Ecco l’ultima sui telefoni: parlare al cellulare previene l’Alzheimer e allunga la memoria. Come se già non bastasse la confusione che aleggia sull’effettiva pericolosità, per la salute, dell’esposizione alle onde elettromagnetiche dei cellulari. Alla lunga lista sul tema, spesso contraddittoria, ora si aggiunge uno studio americano condotto dagli scienziati del Florida Alzheimer's disease research centre e pubblicato sul «Journal of alzheimer’s disease». Uno studio controcorrente rispetto a quelli precedenti. Qui non si tratta più di affermare, e poi confutare, che il cellulare provochi impotenza, tumori o danni al sangue. Come hanno fatto finora le più autorevoli istituzioni in materia, a partire dall’Oms. Qui si va oltre. Le onde elettromagnetiche generate dal telefonino potrebbero avere, alla lunga, un effetto «scudo» contro la demenza senile. Emerge questo dalla ricerca. Ma attenzione a tirare conclusioni affrettate o ad abbandonarsi a facili entusiasmi. Lo studio è stato condotto in laboratorio e ha utilizzato 96 topi, la maggior parte dei quali geneticamente modificati in modo da sviluppare nel cervello le placche beta-amiloidi, caratteristiche dell’Alzheimer. Tutti gli animali, sia il «gruppo Alzheimer» sia quello di controllo (topi normali), sono stati esposti a un campo elettromagnetico prodotto da un comune telefono cellulare (918 Mhz): due sedute da un’ora al giorno, per 7-9 mesi.
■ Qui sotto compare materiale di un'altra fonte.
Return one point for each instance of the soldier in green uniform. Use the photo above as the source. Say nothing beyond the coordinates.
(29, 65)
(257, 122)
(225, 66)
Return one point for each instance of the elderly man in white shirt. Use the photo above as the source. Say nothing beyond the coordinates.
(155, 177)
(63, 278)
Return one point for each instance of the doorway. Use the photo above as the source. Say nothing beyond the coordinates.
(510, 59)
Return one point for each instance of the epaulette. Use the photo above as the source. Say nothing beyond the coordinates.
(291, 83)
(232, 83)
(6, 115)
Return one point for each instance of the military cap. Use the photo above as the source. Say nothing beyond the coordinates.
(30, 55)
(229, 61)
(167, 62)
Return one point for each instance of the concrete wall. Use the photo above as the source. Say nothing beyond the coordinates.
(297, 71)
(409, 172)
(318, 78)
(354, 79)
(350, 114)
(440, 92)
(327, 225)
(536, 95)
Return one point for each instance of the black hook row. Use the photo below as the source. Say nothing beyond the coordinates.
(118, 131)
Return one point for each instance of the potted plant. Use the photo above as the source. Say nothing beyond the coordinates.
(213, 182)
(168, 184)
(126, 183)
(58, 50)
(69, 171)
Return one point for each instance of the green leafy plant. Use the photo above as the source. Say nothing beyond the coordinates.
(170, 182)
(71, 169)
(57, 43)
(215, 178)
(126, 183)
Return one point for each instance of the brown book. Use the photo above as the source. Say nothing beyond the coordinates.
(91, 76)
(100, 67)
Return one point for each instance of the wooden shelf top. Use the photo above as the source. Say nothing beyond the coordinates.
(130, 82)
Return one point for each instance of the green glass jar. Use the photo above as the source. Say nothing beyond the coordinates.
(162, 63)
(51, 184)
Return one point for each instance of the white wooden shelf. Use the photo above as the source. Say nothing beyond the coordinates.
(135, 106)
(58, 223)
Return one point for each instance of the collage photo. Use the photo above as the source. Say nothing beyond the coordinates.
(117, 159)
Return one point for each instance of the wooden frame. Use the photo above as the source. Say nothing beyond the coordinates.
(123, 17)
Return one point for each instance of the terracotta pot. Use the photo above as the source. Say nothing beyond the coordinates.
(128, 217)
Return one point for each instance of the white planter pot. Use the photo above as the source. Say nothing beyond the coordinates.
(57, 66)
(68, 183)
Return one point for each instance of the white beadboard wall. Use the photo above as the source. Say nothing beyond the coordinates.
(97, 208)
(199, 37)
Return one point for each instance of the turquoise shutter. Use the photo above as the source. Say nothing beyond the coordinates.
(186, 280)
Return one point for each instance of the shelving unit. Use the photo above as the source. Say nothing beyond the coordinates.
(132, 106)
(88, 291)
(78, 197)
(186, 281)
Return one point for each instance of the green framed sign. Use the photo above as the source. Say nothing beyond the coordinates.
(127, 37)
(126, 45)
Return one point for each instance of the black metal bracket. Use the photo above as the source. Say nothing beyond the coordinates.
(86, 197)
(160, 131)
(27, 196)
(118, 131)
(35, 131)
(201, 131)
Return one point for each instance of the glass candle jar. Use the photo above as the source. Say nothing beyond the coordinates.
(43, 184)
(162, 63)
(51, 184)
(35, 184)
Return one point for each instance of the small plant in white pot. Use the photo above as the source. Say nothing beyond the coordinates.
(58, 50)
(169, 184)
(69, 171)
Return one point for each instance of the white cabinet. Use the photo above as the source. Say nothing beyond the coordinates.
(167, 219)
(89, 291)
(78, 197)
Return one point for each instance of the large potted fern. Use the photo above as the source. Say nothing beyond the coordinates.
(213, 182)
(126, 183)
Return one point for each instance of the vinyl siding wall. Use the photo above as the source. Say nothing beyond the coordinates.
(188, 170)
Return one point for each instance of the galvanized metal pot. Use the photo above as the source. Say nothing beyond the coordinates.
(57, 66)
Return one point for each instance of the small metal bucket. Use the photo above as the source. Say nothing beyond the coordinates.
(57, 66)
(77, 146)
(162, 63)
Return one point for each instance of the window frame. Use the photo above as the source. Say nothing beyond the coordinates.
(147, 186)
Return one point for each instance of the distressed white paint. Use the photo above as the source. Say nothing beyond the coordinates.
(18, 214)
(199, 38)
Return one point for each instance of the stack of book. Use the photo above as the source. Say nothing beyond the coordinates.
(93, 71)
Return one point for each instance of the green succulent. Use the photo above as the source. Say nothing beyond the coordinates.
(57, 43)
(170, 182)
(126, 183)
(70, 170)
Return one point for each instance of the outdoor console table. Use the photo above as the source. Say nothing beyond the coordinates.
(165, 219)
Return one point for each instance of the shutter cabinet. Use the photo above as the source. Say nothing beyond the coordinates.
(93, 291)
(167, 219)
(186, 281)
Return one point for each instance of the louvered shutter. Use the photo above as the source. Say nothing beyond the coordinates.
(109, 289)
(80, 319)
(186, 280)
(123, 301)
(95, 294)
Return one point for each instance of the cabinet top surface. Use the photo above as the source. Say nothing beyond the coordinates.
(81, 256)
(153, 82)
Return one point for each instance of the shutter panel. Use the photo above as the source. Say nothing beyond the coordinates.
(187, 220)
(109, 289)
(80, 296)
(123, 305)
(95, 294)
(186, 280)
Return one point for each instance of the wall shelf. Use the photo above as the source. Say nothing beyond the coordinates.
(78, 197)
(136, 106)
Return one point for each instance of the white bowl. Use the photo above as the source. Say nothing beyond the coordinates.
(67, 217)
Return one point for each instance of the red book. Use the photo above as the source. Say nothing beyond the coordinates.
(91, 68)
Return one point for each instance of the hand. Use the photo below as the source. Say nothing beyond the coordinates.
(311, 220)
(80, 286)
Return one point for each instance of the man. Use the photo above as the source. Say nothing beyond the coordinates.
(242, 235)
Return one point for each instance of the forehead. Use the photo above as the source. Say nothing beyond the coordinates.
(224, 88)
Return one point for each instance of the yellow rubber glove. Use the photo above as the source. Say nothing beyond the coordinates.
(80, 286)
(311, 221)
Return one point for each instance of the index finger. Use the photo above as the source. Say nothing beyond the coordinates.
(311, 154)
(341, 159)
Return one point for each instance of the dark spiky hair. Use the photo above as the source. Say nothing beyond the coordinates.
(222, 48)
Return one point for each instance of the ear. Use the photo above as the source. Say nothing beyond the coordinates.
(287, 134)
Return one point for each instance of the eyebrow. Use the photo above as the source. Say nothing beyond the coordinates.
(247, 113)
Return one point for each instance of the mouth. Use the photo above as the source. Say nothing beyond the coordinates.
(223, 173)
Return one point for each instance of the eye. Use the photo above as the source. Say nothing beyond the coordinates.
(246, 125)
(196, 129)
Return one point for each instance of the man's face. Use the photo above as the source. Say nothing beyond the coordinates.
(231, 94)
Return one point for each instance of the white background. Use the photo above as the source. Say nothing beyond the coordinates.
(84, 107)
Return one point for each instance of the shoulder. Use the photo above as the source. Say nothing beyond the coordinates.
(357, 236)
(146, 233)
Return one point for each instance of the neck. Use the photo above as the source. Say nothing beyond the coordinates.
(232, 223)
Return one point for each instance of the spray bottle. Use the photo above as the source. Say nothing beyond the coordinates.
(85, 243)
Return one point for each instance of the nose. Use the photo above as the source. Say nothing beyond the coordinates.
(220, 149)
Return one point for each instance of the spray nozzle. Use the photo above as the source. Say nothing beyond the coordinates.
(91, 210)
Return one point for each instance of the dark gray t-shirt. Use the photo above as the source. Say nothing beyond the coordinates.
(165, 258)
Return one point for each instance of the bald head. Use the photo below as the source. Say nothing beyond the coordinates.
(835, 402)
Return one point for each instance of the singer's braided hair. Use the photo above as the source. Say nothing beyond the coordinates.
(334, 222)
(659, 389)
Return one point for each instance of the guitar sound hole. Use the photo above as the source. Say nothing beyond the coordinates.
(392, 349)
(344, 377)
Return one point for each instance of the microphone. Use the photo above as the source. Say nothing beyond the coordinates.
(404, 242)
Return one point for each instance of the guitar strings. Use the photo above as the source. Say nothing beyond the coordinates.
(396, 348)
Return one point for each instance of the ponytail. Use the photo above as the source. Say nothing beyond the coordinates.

Il team, guidato da Gary Arendash, ha così osservato che, se l’esposizione alle onde iniziava quando i topi modificati erano ancora dei giovani adulti, quindi prima che mostrassero segni di perdita di memoria, le capacità cognitive dei roditori risultavano protette. E se l’esposizione alle radiazioni del telefonino riguardava topi anziani, i problemi di memoria scomparivano. E di questi risultati, il più sorpreso di tutti è stato proprio Arendash, il quale aveva iniziato questo lavoro anni fa «convinto che i campi elettromagnetici dei cellulari peggiorassero l’Alzheimer». Mentre invece è successo il contrario. Ma da qui a dimostrare l’assoluta attendibilità della ricerca ce ne corre.
«La mia impressione è che sia un risultato casuale - ha commentato Carlo Caltagirone, professore di neurologia e direttore scientifico della fondazione dell’Istituto S. Lucia - e sarei prudente nel prenderlo per buono anche perché i campi elettromagnetici a bassa frequenza non è detto che siano riconducibili a quelli del cellulare». «Non mi stupisce che ci siano studi che riportano effetti protettivi di esposizione a campi elettromagnetici - ha spiegato Maria Rosaria Scarfì, primo ricercatore presso il Cnr Irea di Napoli - perché la letteratura sulle basse frequenze è ampia». Ed è ancora prematuro convenire con ciò che si legge nella relazione di Arendash, ovvero che «l’esposizione al campo elettromagnetico potrebbe rappresentare una terapia non invasiva, non farmacologica contro l’Alzheimer e un effettivo potenziamento della memoria». Dall'esame delle autopsie eseguite sui topi post-mortem è inoltre emerso che gli animali sottoposti a onde elettromagnetiche non presentavano anomalie né al cervello né agli organi periferici.
«Il beneficio riscontrato dallo studio - ha affermato Paolo Ravazzani dell’Istituto di Ingegneria Biomedica del Cnr - va tenuto in considerazione e verificato con lo stesso approccio secondo il quale si verifica un danno riscontrato. Gli studi europei e internazionali disponibili allo stato attuale, in vivo e in vitro non possono portare a concludere che esista un danno certo dovuto all’utilizzo del telefonino».

Ma non ci si sorprenda se tra qualche tempo spunti uno studio che dimostri il contrario.